Doch das soll nicht bedeuten, dass sich in der deutschen Sprache nicht auch gut schachteln lässt. Können wir doch, nicht wahr? Ja und nein - jein! Zwischen Verschlimmbessern und Schlepptop haben wir einige hübsche Exemplare hervorgebracht. Nicht zuletzt Denglisch! Oder Mainhattan für die Innenstadt von Frankfurt am Main. Besonders gelungen ist das klassische Mofa (Motorrad + Fahrrad) - es fährt jedem "E-Bike" davon. Oder Markennamen wie Adidas (Adolf + Dassler) oder Edeka (Einkaufsgenossenschaften der Kolonialwarenhändler). Und manchmal gibt es auch gute Entsprechungen. Wer im Englischen den Urlaub zu Hause verbringt, spricht neuerdings von Staycation. Für uns ist das sehr treffend "Balkonien".
Bandwurm oder kurz und kreativ
Doch generell gilt: Während wir im Deutschen entweder zu reinen Abk. neigen oder Bandwurmwörter a la "Rechtschreibreform" oder "Telekommunikationsüberwachungsgesetz" zusammenschrauben, neigt die englischsprachige Welt zu kurzen, kreativen Konstruktionen. Und da Englisch nun einmal unsere Lieblingsfremdsprache ist, fällt uns der Import schon seit Längerem leicht.

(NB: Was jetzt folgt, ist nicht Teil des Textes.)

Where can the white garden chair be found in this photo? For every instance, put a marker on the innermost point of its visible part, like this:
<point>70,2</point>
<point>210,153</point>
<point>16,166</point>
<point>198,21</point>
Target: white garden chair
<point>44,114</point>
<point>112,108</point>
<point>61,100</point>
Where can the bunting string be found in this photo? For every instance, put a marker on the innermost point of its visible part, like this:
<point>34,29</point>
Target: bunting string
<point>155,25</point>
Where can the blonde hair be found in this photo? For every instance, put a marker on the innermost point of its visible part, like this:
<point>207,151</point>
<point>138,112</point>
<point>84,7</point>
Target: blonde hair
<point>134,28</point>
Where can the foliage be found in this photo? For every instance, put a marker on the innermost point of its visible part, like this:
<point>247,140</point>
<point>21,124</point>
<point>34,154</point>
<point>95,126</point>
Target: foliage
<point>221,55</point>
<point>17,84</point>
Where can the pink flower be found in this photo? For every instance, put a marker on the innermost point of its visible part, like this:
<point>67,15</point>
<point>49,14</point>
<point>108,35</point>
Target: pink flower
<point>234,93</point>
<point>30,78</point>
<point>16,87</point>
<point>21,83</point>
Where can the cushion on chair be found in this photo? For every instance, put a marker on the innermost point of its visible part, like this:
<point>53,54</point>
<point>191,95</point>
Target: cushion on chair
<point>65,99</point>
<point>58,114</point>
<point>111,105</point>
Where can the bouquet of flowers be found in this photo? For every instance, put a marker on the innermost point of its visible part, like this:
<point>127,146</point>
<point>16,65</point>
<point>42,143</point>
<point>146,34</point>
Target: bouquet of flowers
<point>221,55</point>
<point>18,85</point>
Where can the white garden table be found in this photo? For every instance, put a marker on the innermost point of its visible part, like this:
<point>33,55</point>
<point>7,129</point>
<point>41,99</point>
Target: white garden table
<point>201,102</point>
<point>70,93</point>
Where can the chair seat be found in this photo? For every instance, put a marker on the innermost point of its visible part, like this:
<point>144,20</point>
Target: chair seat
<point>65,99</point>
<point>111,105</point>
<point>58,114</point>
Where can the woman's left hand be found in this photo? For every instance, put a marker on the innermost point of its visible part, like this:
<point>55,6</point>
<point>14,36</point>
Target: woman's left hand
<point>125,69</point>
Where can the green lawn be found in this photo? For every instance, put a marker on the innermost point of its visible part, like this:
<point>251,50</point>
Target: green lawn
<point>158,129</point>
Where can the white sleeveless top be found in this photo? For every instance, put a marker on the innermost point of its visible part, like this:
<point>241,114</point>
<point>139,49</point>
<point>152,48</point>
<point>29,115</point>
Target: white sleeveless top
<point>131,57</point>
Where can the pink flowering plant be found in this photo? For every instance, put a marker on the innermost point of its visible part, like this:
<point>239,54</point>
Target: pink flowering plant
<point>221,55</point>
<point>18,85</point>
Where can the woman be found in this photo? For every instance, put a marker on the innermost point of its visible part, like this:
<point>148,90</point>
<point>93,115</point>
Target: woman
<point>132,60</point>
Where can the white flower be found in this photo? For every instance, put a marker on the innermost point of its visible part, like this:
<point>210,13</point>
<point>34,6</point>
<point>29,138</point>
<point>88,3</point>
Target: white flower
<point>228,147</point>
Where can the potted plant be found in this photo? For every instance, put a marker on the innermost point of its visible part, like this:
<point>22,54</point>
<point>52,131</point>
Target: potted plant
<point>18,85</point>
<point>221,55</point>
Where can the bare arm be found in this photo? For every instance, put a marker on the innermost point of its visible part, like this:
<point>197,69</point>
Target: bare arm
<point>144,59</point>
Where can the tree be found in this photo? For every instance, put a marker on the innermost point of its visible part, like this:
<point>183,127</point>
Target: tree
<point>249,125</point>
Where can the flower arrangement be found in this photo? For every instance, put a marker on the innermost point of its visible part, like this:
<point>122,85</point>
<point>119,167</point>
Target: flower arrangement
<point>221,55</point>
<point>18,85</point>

So wurden bei uns bereits vor Jahrzehnten die ungemütlichen Begriffe Smog und Stagflation populär. Oder der Workaholic. Weil sie eben mehr sagen als nur Smoke oder Fog, Stagnation oder Inflation, Work oder … Süchtiger. Hinzu ist mittlerweile der Brexit gekommen, das wohl unangenehmste Schachtelwort der Gegenwart. Viele Menschen - der Kolumnist eingeschlossen - können es nicht mehr hören. Als Verbindung aus Britain + Exit ist es übrigens ein Abklatsch vom "Grexit" (Greece + Exit), der bekanntlich nie stattgefunden hat. Wie viel Spaß der Brexit den Briten trotzdem macht, erkennen wir nicht nur an dem politischen Spektakel, sondern auch an dem Dutzend Begriffen, die sie sich noch zusammengeschraubt haben: "Bremainer", "Bremoaner", "Brevoker", "Brexino" und so weiter.

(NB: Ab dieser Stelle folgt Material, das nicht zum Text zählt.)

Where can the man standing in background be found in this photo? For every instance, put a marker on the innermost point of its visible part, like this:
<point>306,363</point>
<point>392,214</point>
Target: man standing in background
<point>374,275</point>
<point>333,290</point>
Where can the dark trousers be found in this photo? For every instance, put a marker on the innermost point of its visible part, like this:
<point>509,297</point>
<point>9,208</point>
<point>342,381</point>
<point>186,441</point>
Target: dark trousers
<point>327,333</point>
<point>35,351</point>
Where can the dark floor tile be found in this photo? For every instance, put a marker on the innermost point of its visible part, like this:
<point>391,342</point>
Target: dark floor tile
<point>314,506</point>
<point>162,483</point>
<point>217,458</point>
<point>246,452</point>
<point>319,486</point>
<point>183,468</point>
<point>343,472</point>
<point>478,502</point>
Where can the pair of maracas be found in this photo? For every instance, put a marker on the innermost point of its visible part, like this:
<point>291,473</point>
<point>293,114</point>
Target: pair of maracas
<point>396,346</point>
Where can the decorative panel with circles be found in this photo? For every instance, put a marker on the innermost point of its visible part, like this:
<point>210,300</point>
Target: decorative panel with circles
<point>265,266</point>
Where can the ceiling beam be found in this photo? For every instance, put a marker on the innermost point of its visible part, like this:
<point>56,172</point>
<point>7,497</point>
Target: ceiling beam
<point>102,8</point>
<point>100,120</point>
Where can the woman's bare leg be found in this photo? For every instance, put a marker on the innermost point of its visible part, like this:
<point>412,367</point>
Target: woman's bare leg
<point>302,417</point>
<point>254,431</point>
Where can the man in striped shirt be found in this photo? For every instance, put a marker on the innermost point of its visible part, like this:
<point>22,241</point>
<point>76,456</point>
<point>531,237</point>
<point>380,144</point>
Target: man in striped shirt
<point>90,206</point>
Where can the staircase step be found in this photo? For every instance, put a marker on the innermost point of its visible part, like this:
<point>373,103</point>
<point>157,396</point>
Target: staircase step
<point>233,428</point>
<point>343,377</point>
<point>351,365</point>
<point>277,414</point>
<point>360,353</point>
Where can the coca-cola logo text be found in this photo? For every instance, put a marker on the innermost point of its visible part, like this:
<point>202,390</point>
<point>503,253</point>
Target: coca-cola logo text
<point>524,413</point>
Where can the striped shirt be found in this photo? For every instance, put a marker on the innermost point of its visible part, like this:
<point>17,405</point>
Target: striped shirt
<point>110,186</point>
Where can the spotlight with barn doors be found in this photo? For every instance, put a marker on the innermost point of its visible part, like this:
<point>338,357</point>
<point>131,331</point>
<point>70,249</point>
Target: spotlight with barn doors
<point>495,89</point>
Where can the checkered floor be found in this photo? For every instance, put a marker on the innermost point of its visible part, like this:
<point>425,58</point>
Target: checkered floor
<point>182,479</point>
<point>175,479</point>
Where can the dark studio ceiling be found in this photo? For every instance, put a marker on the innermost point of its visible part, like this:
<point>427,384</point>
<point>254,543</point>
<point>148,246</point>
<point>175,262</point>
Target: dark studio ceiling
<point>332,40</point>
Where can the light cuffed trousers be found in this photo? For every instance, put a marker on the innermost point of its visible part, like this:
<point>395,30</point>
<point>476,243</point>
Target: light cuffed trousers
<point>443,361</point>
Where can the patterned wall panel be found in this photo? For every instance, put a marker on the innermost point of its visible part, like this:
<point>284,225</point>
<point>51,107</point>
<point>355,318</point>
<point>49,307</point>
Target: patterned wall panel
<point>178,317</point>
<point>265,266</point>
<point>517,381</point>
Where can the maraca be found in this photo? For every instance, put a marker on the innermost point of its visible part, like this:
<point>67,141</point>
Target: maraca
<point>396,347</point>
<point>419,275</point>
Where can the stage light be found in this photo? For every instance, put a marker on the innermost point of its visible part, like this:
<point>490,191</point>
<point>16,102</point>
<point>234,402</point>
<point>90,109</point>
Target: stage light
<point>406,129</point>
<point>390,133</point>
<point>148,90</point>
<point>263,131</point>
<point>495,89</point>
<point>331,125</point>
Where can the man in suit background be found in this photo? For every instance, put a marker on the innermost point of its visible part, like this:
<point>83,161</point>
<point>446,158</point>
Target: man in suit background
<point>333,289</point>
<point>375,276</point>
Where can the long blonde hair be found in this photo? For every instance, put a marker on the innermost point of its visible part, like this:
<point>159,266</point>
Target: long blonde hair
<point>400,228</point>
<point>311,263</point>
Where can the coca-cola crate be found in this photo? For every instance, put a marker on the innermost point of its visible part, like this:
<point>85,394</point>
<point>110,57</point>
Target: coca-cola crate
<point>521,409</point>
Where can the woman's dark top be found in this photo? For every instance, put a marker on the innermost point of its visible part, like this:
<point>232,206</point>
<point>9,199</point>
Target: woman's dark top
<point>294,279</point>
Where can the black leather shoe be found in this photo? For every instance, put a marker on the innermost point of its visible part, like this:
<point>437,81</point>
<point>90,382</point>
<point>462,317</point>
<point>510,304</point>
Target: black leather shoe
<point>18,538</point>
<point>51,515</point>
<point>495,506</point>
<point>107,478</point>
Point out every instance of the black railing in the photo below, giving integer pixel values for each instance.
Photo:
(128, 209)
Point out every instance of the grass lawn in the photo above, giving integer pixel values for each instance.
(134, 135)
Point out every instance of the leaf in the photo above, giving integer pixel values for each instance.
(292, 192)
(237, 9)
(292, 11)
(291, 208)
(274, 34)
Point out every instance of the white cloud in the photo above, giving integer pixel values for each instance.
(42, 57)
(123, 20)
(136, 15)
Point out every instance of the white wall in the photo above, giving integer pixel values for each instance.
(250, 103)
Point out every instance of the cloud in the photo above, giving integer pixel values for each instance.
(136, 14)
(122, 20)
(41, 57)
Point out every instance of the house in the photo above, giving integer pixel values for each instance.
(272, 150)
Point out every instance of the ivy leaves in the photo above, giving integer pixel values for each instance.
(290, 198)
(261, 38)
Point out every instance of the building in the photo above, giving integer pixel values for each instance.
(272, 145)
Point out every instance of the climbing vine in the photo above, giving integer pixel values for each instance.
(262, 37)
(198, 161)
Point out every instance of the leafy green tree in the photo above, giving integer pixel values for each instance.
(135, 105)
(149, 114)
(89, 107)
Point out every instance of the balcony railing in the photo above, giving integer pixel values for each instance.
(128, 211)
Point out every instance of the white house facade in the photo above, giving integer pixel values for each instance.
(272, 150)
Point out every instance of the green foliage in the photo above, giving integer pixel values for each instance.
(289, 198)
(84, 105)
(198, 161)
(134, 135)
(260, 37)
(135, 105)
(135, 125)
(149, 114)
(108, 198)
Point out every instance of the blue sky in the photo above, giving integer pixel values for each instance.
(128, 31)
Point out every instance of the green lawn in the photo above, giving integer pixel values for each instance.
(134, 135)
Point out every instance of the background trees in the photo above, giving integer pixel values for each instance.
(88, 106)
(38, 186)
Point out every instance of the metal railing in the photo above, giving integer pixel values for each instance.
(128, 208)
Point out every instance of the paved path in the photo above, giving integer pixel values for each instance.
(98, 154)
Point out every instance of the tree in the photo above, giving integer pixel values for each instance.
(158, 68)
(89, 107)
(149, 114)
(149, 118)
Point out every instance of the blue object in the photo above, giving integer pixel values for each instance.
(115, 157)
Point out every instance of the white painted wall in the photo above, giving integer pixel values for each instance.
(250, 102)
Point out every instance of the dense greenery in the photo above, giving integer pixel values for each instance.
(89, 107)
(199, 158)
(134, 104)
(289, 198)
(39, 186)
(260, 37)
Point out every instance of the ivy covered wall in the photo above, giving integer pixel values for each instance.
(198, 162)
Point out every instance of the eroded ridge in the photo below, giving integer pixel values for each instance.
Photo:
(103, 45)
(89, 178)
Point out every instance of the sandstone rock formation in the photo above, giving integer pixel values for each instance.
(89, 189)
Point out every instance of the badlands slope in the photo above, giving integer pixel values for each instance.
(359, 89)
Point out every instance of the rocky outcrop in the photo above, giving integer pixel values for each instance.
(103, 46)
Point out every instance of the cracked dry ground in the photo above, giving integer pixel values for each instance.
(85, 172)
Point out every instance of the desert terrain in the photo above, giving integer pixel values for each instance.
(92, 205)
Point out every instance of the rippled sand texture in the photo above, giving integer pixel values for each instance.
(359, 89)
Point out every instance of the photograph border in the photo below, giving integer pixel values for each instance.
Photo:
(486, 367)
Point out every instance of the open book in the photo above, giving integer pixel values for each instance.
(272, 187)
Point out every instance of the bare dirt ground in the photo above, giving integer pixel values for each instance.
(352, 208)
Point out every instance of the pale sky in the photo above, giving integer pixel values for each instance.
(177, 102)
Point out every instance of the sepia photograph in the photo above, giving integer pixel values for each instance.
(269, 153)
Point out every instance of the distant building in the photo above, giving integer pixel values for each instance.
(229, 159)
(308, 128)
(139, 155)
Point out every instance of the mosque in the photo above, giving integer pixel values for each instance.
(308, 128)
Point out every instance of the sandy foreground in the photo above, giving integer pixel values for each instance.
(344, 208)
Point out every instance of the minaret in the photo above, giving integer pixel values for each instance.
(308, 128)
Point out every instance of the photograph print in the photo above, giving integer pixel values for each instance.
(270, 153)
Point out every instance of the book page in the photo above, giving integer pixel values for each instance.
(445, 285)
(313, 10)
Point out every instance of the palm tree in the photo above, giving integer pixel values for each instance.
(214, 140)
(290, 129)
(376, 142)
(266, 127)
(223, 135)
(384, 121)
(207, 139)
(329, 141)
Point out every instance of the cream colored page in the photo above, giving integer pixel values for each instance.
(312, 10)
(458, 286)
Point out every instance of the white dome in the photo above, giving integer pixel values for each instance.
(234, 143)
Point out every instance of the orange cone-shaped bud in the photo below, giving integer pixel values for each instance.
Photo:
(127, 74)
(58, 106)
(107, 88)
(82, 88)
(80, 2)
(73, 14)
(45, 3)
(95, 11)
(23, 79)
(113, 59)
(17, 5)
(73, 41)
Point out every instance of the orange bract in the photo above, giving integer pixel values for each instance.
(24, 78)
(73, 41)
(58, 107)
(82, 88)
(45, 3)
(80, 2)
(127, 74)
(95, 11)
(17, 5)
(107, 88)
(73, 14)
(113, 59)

Wo die Verschachtelung der Wörter ihren Anfang nahm, ist nicht klar. Brunch wurde zum ersten Mal 1895 erwähnt. Vitamin (Vita + Amin) entstand kurz danach. Und insgesamt soll das Sprachphänomen zum ersten Mal 1871 von der Titelheldin Humpty Dumpty in Lewis Carrolls Roman "Alice hinter den Spiegeln" beschrieben worden sein. Sie vergleicht die Schachtelbegriffe mit Koffern - zwei Bedeutungen in ein Wort gepackt - und hat dafür ausgerechnet eine französische Bezeichnung gefunden: "Portemanteau". Sie hat sich im Englischen bis heute gehalten.
Unterdessen schachtelt die Welt fleißig weiter. Sogar die CSU ist mit von der Partie. Neulich gründete sie bei Youtube die CSYou: Es ist ein ziemlich vollgepackter Koffer geworden, so dass man nur hoffen kann, dass ihn die Jugend auch versteht.